While their study focused on cultured bacterial strains, the methodology could also be applied to mixed populations of bacteria, they wrote, such as clinical isolates or microbiome samples.

Also, in addition to bacteria, it could be used to analyze DNA from viruses and human mitochondrial DNA.

In their study, the researchers used PacBio's single-molecule real-time (SMRT) sequencing technology, but their approach could be modified, they wrote, to analyze data from other real-time sequencing techniques, such as nanopore sequencing.

PacBio sequencing has already been utilized in other studies to detect almost 20 different types of DNA modifications, including DNA methylation.

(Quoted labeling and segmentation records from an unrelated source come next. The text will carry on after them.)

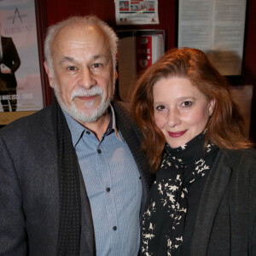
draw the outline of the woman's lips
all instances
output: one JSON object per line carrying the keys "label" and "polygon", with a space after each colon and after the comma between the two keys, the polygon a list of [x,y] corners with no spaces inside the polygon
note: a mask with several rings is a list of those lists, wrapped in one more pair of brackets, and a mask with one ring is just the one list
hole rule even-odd
{"label": "woman's lips", "polygon": [[168,134],[172,137],[179,137],[183,136],[187,131],[188,130],[182,131],[176,131],[176,132],[168,131]]}

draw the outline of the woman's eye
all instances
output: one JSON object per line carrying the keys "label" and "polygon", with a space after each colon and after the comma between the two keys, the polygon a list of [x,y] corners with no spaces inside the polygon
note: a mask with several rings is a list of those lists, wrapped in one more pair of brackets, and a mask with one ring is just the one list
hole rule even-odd
{"label": "woman's eye", "polygon": [[192,102],[183,102],[182,103],[182,106],[184,107],[184,108],[189,108],[192,105]]}
{"label": "woman's eye", "polygon": [[75,71],[76,70],[76,67],[74,66],[70,66],[67,67],[68,70],[70,71]]}

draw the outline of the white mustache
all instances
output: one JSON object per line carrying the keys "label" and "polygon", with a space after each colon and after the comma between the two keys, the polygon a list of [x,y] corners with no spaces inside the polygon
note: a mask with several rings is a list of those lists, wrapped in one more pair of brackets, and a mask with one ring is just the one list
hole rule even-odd
{"label": "white mustache", "polygon": [[103,91],[101,87],[93,86],[90,89],[84,89],[83,87],[74,89],[71,93],[71,100],[73,100],[76,96],[91,96],[102,95]]}

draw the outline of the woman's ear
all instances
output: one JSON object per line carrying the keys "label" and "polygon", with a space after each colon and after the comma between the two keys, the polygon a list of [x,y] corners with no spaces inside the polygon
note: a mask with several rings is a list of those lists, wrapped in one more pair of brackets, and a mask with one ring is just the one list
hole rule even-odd
{"label": "woman's ear", "polygon": [[215,108],[215,100],[211,100],[209,102],[209,116],[211,116]]}

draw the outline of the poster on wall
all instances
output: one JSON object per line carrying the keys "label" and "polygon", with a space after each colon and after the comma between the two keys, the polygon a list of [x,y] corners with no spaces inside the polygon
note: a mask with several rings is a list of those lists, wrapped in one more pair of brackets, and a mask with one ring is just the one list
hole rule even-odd
{"label": "poster on wall", "polygon": [[1,0],[0,32],[0,112],[41,109],[34,0]]}
{"label": "poster on wall", "polygon": [[223,75],[241,75],[247,0],[180,0],[178,47],[203,50]]}
{"label": "poster on wall", "polygon": [[159,24],[158,0],[117,0],[114,3],[117,25]]}

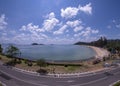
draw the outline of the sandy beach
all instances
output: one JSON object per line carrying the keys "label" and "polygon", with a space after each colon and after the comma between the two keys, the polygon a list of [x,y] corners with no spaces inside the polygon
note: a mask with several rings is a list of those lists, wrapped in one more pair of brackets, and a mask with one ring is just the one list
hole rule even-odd
{"label": "sandy beach", "polygon": [[95,46],[89,46],[89,47],[96,52],[96,56],[95,56],[96,58],[102,59],[103,57],[106,57],[109,55],[109,51],[107,51],[106,49],[98,48]]}

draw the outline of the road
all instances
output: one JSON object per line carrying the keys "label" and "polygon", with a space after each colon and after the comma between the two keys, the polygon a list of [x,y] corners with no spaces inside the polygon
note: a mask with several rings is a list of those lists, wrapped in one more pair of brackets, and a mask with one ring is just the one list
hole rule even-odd
{"label": "road", "polygon": [[109,86],[117,80],[120,80],[120,67],[109,73],[58,78],[25,74],[0,64],[0,81],[7,86]]}

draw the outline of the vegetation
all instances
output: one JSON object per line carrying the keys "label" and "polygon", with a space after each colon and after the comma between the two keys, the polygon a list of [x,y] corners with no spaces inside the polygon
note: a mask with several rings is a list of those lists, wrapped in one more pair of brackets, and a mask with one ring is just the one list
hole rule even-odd
{"label": "vegetation", "polygon": [[37,60],[36,63],[40,67],[40,69],[41,69],[41,67],[46,67],[47,66],[47,63],[45,62],[44,59],[39,59],[39,60]]}
{"label": "vegetation", "polygon": [[3,51],[3,48],[2,48],[2,46],[0,44],[0,54],[2,54],[2,51]]}
{"label": "vegetation", "polygon": [[13,45],[10,45],[7,49],[6,49],[6,55],[8,55],[9,57],[15,57],[17,54],[21,54],[20,53],[20,50],[13,46]]}
{"label": "vegetation", "polygon": [[3,86],[3,85],[0,83],[0,86]]}
{"label": "vegetation", "polygon": [[113,86],[120,86],[120,81],[115,83]]}

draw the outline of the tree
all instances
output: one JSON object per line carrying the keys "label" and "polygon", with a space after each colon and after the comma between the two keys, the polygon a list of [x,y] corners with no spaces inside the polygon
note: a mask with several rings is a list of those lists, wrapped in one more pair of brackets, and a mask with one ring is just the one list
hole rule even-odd
{"label": "tree", "polygon": [[2,46],[0,44],[0,54],[2,54],[2,51],[3,51],[3,48],[2,48]]}
{"label": "tree", "polygon": [[20,54],[20,50],[17,47],[10,45],[6,49],[6,54],[10,57],[15,57],[17,54]]}
{"label": "tree", "polygon": [[39,59],[39,60],[37,60],[37,65],[40,67],[40,69],[41,69],[41,67],[46,67],[47,66],[47,63],[45,62],[45,60],[44,59]]}

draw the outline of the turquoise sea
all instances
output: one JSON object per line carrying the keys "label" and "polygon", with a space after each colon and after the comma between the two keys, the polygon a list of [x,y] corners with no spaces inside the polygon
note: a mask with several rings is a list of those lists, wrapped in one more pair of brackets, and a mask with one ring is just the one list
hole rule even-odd
{"label": "turquoise sea", "polygon": [[[2,45],[5,49],[8,45]],[[20,58],[50,61],[84,60],[95,56],[95,51],[79,45],[15,45],[21,51]]]}

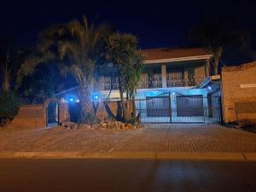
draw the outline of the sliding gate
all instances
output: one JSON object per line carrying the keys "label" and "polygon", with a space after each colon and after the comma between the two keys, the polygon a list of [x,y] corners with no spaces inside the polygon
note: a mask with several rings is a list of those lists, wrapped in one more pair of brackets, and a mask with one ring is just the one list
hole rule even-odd
{"label": "sliding gate", "polygon": [[136,100],[142,123],[219,123],[220,97],[170,93]]}

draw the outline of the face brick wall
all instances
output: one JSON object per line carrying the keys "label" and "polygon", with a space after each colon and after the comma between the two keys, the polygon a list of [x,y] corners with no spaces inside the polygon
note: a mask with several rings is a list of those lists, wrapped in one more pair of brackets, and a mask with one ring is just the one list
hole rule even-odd
{"label": "face brick wall", "polygon": [[256,119],[256,61],[222,69],[225,123]]}
{"label": "face brick wall", "polygon": [[17,127],[40,128],[46,126],[46,108],[44,105],[24,105],[12,121]]}

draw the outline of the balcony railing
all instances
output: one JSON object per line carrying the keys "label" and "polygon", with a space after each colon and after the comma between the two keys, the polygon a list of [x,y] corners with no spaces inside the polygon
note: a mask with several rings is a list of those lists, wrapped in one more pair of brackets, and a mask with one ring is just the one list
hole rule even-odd
{"label": "balcony railing", "polygon": [[197,86],[206,79],[205,75],[172,74],[167,73],[167,87]]}
{"label": "balcony railing", "polygon": [[[183,74],[172,74],[166,75],[166,85],[167,87],[186,87],[186,86],[196,86],[202,83],[206,79],[204,75],[183,75]],[[119,83],[118,78],[101,77],[97,82],[94,84],[95,90],[118,90]],[[161,88],[162,78],[161,74],[154,74],[154,76],[141,76],[138,89],[151,89],[151,88]]]}
{"label": "balcony railing", "polygon": [[141,76],[139,81],[139,89],[161,88],[162,77],[161,74],[154,74],[154,76]]}

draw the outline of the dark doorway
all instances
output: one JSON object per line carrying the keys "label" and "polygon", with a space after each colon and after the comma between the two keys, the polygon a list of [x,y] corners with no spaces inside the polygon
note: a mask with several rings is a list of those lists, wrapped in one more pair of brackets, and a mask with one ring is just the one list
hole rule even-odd
{"label": "dark doorway", "polygon": [[81,105],[79,102],[68,102],[68,111],[70,120],[78,123],[80,119]]}
{"label": "dark doorway", "polygon": [[50,102],[47,108],[47,126],[57,125],[58,120],[58,104],[55,102]]}
{"label": "dark doorway", "polygon": [[146,97],[148,117],[170,117],[169,96]]}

The technology detects modified DNA by measuring the time between the incorporation of nucleotides by a DNA polymerase, called the inter-pulse duration (IPD). Changes in IPD, or kinetic variation, are correlated with a specific type of DNA modification in the template.

However, studies so far have analyzed IPD data from several cells in aggregate rather than from individual cells, which "fundamentally limits the ability to resolve epigenetic heterogeneity within the sample," the researchers wrote.

To study heterogeneity of DNA methylation in greater detail, they developed SMALR, which relies on two complementary methods that both use IPD data from single molecules to infer their methylation states. SMALR is freely available to other research groups through GitHub.

The first method relies on circular consensus sequencing of short inserts of about 250 base pairs, where the polymerase goes around in a circle and reads each base several times. Comparing IPD values from native DNA with IPD values from whole-genome amplified DNA, which has lost its methylation, the researchers calculated a score that allowed them to detect methylation at specific sequence motifs within a single DNA molecule.

The second method uses long-insert libraries of about 3,000 to 7,000 base pairs, so each PacBio read represents a long, contiguous DNA molecule. Those reads are used to phase methylation at single-molecule resolution, again using IPD data from the single reads and IPD data from the same sequence motifs in whole-genome amplified DNA. This method can reveal small fractions of cells in a population that contain active or inactive methyl transferase enzymes.

To start, the researchers tested the sensitivity and specificity of their methylation detection method by analyzing one sequence motif in an E. coli strain and a matched whole-genome-amplified sample for N6-methyladenine. Sensitivity increased with coverage per molecule and reached 98.5 percent, while specificity was 99.5 percent. They were also able to detect 4-methylcytosine, with slightly lower sensitivity and specificity, but did not try to find other modifications.

In addition, they found that even with a low percentage of native DNA compared to whole-genome amplified DNA, they obtained good estimates of methylation. This, they noted, "could have implications for the characterization of in vivo isolates, for which low sequencing coverage due to limited DNA input is often a challenge."

They also applied their approach to six other bacterial species, including C. salexigens, H. pylori, C. crescentus, G. metallireducens, and C. jejuni, and found that it improved resolution and revealed distinct types of epigenetic heterogeneity.

Their current approach looks at the kinetic signature of a single base, but, in principle, it could integrate signatures from several surrounding bases, they wrote, allowing them to interrogate other types of DNA methylation, as well as different kinds of DNA damage.

"The application of SMALR and its integration with other single molecule- or single cell-level data, such as RNA and protein expression, will enable a more detailed understanding of the functions of DNA methylation in bacterial physiology," they wrote.